Deciding which service is the right route for you? Let’s start with a look at cost drivers with both manufacturing services.

Post processing work

Build time and post-processing are two main cost drivers. Determining ways to streamline your design or do without unnecessary finishes cuts down significantly on expenses.

3D Printing

Build time: Far and away the most significant cost driver for 3D printing, a longer build time means a more expensive part. Take a solid cube, for example. While a simple part, printing the condensed cube layer by layer would take more time than if the cube’s interior used a cross-linked design, which requires less material and subsequently less machine time. Any necessary support structures during the printing process also increases machine time and cost.

Material cost: Depending on the technology, 3D printing materials can add expense. While direct metal laser sintering (DMLS) recycles all unused powder, a process like selective laser sintering (SLS) uses a powder-based polymer process that does not allow for recycling, driving up cost.

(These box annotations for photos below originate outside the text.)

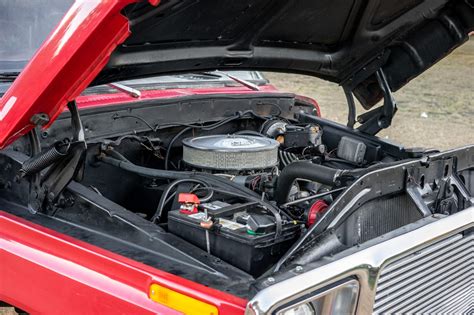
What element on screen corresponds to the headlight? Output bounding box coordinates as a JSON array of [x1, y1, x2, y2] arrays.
[[277, 280, 359, 315]]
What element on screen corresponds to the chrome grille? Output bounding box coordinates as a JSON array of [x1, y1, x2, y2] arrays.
[[374, 234, 474, 314]]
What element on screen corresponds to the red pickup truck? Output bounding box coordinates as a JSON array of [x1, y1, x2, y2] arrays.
[[0, 0, 474, 315]]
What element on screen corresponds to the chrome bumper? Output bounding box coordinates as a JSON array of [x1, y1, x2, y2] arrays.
[[247, 207, 474, 314]]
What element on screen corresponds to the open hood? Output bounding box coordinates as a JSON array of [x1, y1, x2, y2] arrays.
[[0, 0, 474, 146]]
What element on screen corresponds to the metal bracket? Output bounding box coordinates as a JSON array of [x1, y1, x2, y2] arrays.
[[357, 68, 397, 135]]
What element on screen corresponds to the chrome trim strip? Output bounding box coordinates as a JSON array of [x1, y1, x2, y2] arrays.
[[246, 207, 474, 315]]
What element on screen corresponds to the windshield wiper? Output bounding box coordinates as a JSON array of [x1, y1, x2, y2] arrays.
[[201, 70, 260, 91], [107, 83, 142, 98]]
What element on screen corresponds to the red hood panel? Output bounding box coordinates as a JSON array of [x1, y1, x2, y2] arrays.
[[0, 0, 157, 148]]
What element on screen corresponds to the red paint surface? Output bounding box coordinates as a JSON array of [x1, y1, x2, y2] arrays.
[[0, 211, 246, 314], [0, 0, 139, 147], [76, 85, 281, 109]]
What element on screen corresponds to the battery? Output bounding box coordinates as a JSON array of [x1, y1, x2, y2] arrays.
[[168, 206, 302, 276]]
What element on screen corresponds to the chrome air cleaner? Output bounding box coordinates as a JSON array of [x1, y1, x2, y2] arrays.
[[183, 135, 279, 171]]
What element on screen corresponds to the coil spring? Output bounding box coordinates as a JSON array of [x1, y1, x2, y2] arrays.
[[20, 142, 70, 176], [278, 150, 298, 167]]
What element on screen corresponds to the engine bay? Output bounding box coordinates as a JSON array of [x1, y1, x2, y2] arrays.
[[0, 94, 474, 296]]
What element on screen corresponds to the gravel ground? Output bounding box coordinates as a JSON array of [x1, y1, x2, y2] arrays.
[[265, 37, 474, 149]]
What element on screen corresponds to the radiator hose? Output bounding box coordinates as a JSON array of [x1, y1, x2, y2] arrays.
[[275, 161, 346, 205]]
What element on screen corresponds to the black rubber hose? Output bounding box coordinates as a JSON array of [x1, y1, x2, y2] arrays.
[[275, 161, 343, 205]]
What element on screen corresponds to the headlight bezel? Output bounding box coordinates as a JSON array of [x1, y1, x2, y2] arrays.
[[272, 277, 361, 315]]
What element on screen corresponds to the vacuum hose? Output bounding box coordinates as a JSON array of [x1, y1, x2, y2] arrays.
[[275, 161, 344, 205]]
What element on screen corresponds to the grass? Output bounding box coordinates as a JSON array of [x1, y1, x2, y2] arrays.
[[265, 38, 474, 149]]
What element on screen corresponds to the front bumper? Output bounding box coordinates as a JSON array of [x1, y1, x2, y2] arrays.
[[247, 207, 474, 314]]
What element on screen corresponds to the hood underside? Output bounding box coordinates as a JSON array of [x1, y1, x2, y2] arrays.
[[0, 0, 474, 147], [95, 0, 474, 108]]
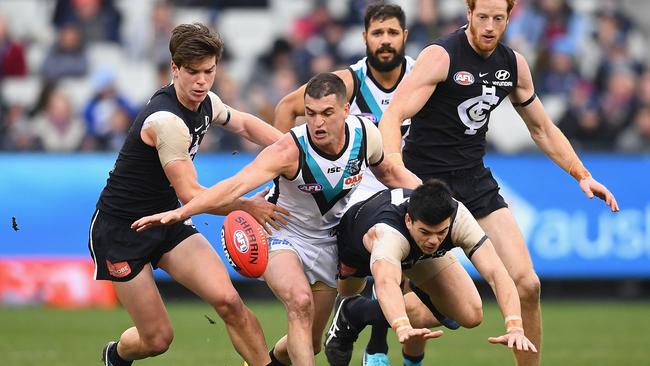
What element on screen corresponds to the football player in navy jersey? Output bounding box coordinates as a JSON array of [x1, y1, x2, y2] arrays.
[[132, 73, 420, 366], [379, 0, 618, 365], [88, 23, 286, 366], [274, 2, 415, 364]]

Post-processing: Required with nearly all 3D-printed parts, these processes strengthen parts, improve cosmetic appearance and more, but also require manual work that can be time consuming. Each 3D printing service also comes with necessary post-processing, so researching what is required on the front end will help determine cost.

Injection Moulding

Part complexity: Several design factors can lead to a more complex part with injection moulding. Design for manufacturability (DFM) analysis is critical to identify modifications that reduce cost. For example, a small part doesn’t automatically translate to a smaller mould size. If your part design requires an undercut or side action, mould base size (and cost) increases significantly. If a cam or insert is required, your overall mould size can increase by £1,000-£2,000 per component.

Design Time

For engineers under increasing pressure to bring products to market, time is money. Quick iteration is key to shorten the timeline to perfect your design and move from concept to final part. That’s why we see our customers start with 3D printing during the prototyping process before moving to injection moulding once a part is ready for production volumes.

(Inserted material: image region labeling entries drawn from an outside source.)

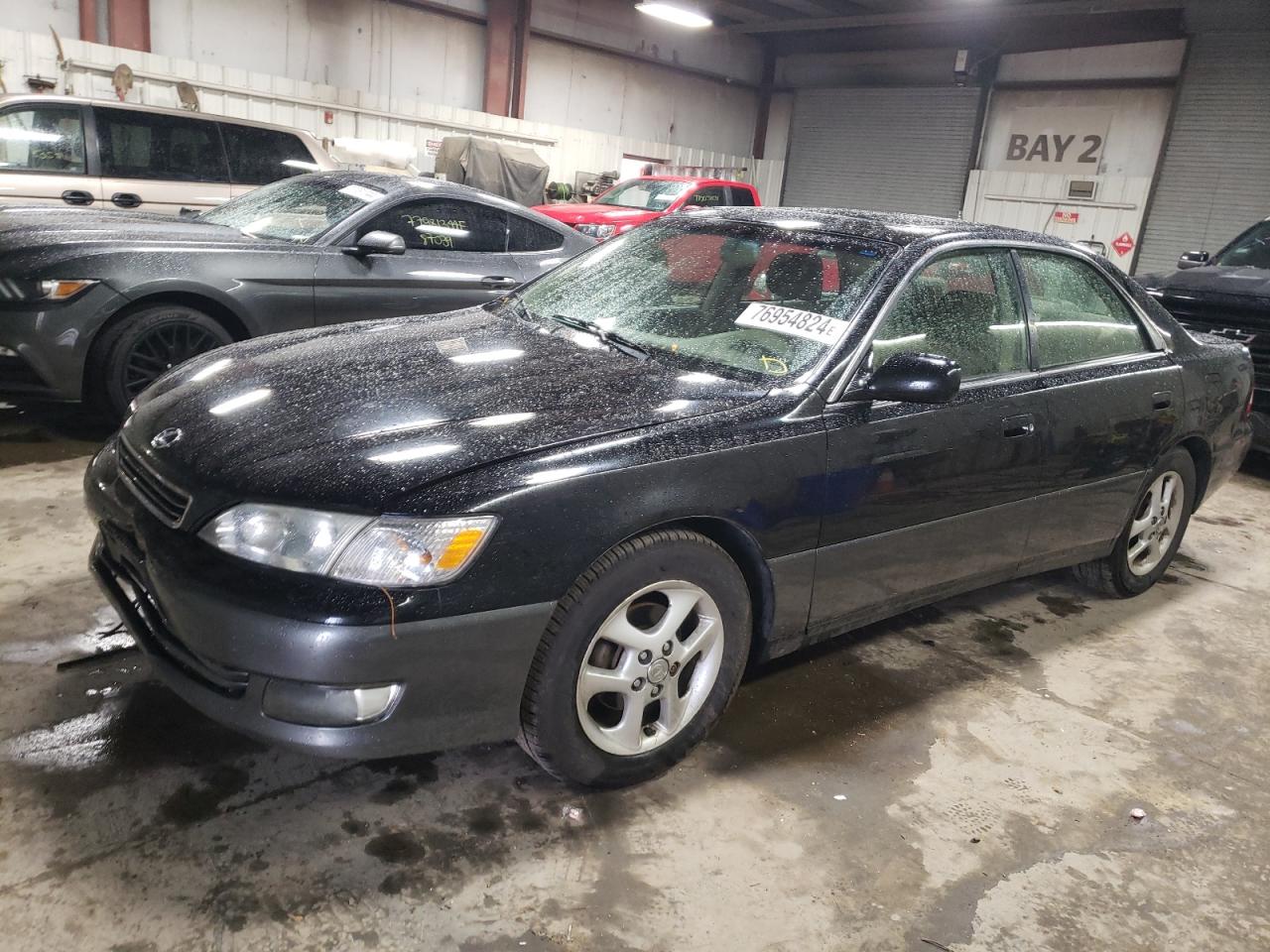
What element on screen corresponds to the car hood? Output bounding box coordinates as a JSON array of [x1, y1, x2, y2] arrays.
[[122, 308, 766, 512], [1139, 266, 1270, 299], [0, 205, 268, 274], [534, 203, 666, 225]]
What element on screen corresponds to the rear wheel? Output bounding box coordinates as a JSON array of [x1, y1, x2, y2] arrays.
[[89, 303, 234, 418], [520, 530, 750, 787], [1075, 449, 1195, 598]]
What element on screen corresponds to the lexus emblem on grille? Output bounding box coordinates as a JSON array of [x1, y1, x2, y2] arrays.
[[150, 426, 186, 449]]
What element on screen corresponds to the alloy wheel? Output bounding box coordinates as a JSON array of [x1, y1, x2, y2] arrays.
[[123, 321, 223, 398], [1129, 470, 1185, 575], [576, 581, 724, 757]]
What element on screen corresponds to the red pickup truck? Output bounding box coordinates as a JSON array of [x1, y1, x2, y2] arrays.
[[534, 176, 759, 240]]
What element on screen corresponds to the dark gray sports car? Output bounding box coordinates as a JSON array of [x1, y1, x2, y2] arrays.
[[0, 172, 593, 416]]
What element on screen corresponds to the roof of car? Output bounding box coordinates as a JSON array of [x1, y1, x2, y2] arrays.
[[616, 176, 753, 187], [706, 205, 1071, 246]]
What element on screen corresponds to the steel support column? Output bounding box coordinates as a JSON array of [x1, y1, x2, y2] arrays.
[[106, 0, 150, 54], [484, 0, 531, 119]]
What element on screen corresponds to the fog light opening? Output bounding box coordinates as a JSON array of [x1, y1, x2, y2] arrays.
[[260, 678, 403, 727]]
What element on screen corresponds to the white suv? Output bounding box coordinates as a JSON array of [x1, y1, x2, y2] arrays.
[[0, 95, 336, 214]]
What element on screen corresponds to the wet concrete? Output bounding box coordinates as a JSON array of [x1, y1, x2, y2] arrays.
[[0, 409, 1270, 952]]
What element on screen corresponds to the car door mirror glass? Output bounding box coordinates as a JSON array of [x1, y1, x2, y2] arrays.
[[847, 353, 961, 404], [346, 231, 405, 255]]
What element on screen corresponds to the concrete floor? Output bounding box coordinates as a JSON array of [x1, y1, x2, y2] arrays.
[[0, 410, 1270, 952]]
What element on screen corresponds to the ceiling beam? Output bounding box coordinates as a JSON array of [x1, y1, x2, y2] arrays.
[[727, 0, 1185, 33]]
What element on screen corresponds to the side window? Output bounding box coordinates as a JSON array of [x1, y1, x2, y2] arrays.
[[872, 251, 1028, 381], [361, 198, 507, 251], [687, 185, 727, 208], [94, 108, 228, 181], [1019, 251, 1151, 368], [0, 104, 83, 176], [507, 214, 564, 251], [219, 122, 318, 185]]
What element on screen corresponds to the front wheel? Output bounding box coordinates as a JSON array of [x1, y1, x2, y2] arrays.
[[87, 303, 234, 420], [520, 530, 750, 787], [1075, 449, 1195, 598]]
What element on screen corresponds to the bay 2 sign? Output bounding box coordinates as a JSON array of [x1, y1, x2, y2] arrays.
[[997, 107, 1111, 176]]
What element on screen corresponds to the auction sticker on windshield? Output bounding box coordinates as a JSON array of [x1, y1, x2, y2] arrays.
[[734, 300, 848, 346]]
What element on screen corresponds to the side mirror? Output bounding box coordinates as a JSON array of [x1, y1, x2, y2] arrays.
[[847, 353, 961, 404], [344, 231, 405, 258]]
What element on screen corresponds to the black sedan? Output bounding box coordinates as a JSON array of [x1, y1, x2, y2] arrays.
[[85, 208, 1252, 785], [1139, 218, 1270, 453], [0, 172, 594, 417]]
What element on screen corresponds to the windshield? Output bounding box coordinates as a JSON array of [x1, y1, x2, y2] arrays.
[[508, 216, 894, 381], [595, 178, 693, 212], [198, 178, 384, 245], [1212, 221, 1270, 269]]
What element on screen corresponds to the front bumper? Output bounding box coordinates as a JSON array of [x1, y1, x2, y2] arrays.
[[0, 285, 128, 400], [86, 446, 555, 758]]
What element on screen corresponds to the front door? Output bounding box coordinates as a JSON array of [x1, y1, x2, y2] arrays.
[[1017, 250, 1185, 571], [0, 100, 101, 208], [314, 198, 525, 323], [92, 105, 230, 214], [811, 249, 1052, 638]]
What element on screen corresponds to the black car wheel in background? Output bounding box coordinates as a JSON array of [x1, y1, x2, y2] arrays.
[[86, 303, 234, 418], [0, 172, 594, 418]]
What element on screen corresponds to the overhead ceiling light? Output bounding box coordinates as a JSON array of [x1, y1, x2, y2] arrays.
[[635, 3, 713, 29]]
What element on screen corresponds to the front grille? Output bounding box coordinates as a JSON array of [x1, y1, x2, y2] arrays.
[[119, 439, 190, 527]]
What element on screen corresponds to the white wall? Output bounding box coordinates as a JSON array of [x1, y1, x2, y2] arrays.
[[530, 0, 762, 85], [0, 27, 785, 200], [147, 0, 485, 109], [525, 37, 758, 157]]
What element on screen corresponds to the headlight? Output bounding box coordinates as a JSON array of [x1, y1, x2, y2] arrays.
[[198, 503, 498, 588], [0, 278, 98, 300]]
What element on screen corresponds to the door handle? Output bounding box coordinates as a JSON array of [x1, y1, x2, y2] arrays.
[[1001, 414, 1036, 439], [480, 274, 521, 291]]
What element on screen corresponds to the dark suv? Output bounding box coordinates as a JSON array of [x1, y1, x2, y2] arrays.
[[1138, 218, 1270, 452]]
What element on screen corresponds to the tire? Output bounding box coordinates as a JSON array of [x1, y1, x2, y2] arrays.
[[1074, 448, 1195, 598], [86, 303, 234, 420], [518, 530, 750, 787]]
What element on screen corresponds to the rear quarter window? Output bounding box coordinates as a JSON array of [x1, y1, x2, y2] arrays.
[[219, 122, 318, 185]]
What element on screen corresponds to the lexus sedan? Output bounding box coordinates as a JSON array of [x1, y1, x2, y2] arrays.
[[1139, 218, 1270, 453], [0, 172, 594, 418], [85, 208, 1252, 785]]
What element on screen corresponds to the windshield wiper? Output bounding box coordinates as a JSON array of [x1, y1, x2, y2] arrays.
[[552, 313, 653, 361]]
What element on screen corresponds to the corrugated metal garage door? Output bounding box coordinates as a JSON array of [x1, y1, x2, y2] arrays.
[[1135, 32, 1270, 274], [782, 85, 979, 216]]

Product iteration with 3D printing is faster and less expensive compared to injection moulding. If you identify a design flaw once a part is 3D printed, the CAD file can be easily tweaked and uploaded with another iteration printed and sent your way in days. Injection moulding requires significant expense with each design change due to the reworking of the mould. Furthermore, injection moulding usually requires more upfront design work since creating a mould can be a complex process with many factors to consider.

Set Up and Tooling

Set up and tooling costs are another area where 3D printing is the clear winner, as it does not require investment in either. Injection moulding on the other hand comes with tooling costs and often a set-up fee with each run of moulded parts. As we discussed earlier, DFM analysis will help reduce tooling costs, but a mould may still bring thousands in up-front expense.

Piece-Part Price

Now here’s an opportunity for injection moulding to shine. Piece-part price for injection moulding is going to be significantly lower compared to 3D printing once we reach a high volume of parts. While we have discussed the cost of tooling at length, each part that comes off that mould will be more cost-effective once you reach quantities that rationalise the initial investment.

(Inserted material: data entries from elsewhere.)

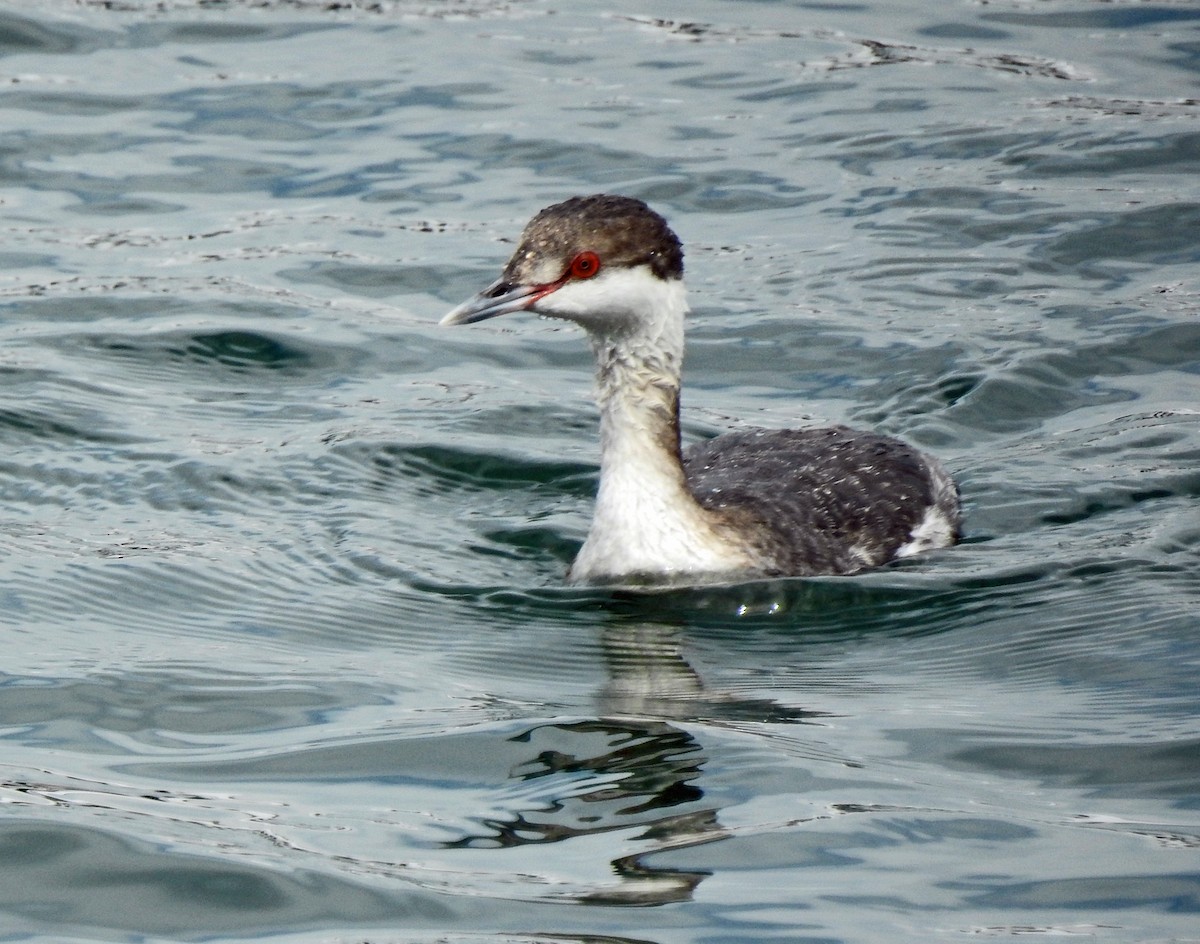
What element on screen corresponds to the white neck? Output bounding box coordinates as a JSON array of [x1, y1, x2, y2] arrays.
[[556, 269, 748, 582]]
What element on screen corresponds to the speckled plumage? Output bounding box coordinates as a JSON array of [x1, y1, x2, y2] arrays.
[[683, 426, 959, 575], [443, 194, 960, 584]]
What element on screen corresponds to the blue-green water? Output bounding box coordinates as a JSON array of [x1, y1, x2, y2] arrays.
[[0, 0, 1200, 944]]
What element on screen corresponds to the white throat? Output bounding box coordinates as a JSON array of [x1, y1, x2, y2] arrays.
[[549, 267, 749, 582]]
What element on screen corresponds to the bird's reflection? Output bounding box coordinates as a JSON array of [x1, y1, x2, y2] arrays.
[[446, 624, 812, 904]]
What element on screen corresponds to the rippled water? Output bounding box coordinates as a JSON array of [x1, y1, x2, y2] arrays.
[[0, 0, 1200, 944]]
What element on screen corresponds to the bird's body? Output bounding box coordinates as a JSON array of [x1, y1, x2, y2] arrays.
[[443, 196, 959, 584]]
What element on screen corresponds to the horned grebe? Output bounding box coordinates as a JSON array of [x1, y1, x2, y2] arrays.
[[442, 194, 960, 584]]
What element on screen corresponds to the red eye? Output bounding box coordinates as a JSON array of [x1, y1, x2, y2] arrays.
[[568, 251, 600, 278]]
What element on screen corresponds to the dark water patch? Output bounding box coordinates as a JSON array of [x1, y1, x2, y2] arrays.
[[0, 819, 449, 938], [949, 738, 1200, 808], [63, 323, 365, 387], [1044, 203, 1200, 269], [280, 261, 465, 299], [334, 443, 594, 495], [1006, 128, 1200, 178], [0, 666, 385, 752], [980, 4, 1200, 30], [0, 11, 113, 56], [967, 872, 1200, 916]]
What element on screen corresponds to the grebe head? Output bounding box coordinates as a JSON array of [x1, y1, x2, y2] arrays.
[[442, 194, 684, 336]]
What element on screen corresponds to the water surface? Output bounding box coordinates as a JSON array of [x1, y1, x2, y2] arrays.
[[0, 0, 1200, 944]]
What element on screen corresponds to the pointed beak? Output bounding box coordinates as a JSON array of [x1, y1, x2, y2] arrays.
[[438, 278, 558, 325]]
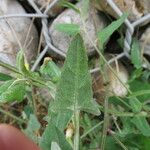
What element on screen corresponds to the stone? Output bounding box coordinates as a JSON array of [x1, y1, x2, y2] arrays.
[[0, 0, 38, 71], [92, 55, 129, 104], [92, 0, 150, 21], [139, 27, 150, 56], [49, 1, 107, 54]]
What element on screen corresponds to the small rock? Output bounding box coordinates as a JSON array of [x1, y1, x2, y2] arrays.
[[93, 0, 150, 21], [140, 27, 150, 56], [49, 1, 107, 54], [0, 0, 38, 71], [92, 56, 129, 103]]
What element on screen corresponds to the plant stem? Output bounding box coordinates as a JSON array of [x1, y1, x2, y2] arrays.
[[101, 95, 109, 150], [81, 121, 104, 139], [0, 60, 21, 74], [73, 110, 80, 150]]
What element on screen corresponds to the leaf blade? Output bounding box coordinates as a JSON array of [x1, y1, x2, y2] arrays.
[[51, 34, 100, 115]]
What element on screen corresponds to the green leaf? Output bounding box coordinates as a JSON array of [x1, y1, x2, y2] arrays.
[[0, 73, 12, 81], [131, 38, 142, 69], [24, 114, 41, 143], [131, 117, 150, 136], [50, 34, 100, 115], [40, 58, 61, 83], [51, 142, 61, 150], [60, 0, 80, 14], [98, 14, 128, 49], [0, 80, 25, 102], [129, 80, 150, 103], [16, 50, 29, 75], [40, 122, 72, 150], [49, 112, 72, 132], [55, 23, 80, 35]]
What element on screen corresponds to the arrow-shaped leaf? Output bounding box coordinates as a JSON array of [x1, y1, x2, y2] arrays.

Fortunately, our applications engineers are well-versed in helping our customers determine if piece-part price cost savings justify the initial upfront costs of injection moulding.

Post-processing

Regardless of technology, nearly all 3D-printed parts will require some level of post-processing. Mandatory processes after a part is printed include removing support structures or excess resin, depending on the technology you choose. The emergence of post-processing options, such as vapour smoothing, improving strength and aesthetics have been critical in expanding the applications of additive manufacturing, but each comes with an additional expense.

Injection moulding on the other hand comes with more than 100 thermoplastic and thermoset materials that eject from the mould with high-quality finishes fit for production. Finishing process are available to texture a mould, add threaded inserts, laser engraving and more, but aren’t necessary for the durability and finish of the part.

Prototyping vs. On-Demand Manufacturing

Injection moulding is still a viable option at the prototyping stage. When prototyping at Protolabs, we use a single-cavity aluminium mould that can produce hundreds of parts and can be typically delivered in a week or less. Our customers often choose prototyping with injection moulding if they need to complete design or material iterations, as well as assess cost or manufacturability trade-offs.

Once past the prototyping stage, our customers often move to on-demand manufacturing, producing injection moulded parts at Protolabs speeds. Using a steel mould, part quantities are virtually unlimited. On-demand injection moulding with us allows you to meet inventory needs with no minimum order quantities, and offers supply chain flexibility through bridge tooling, just-in-time production, or dual-sourcing strategies.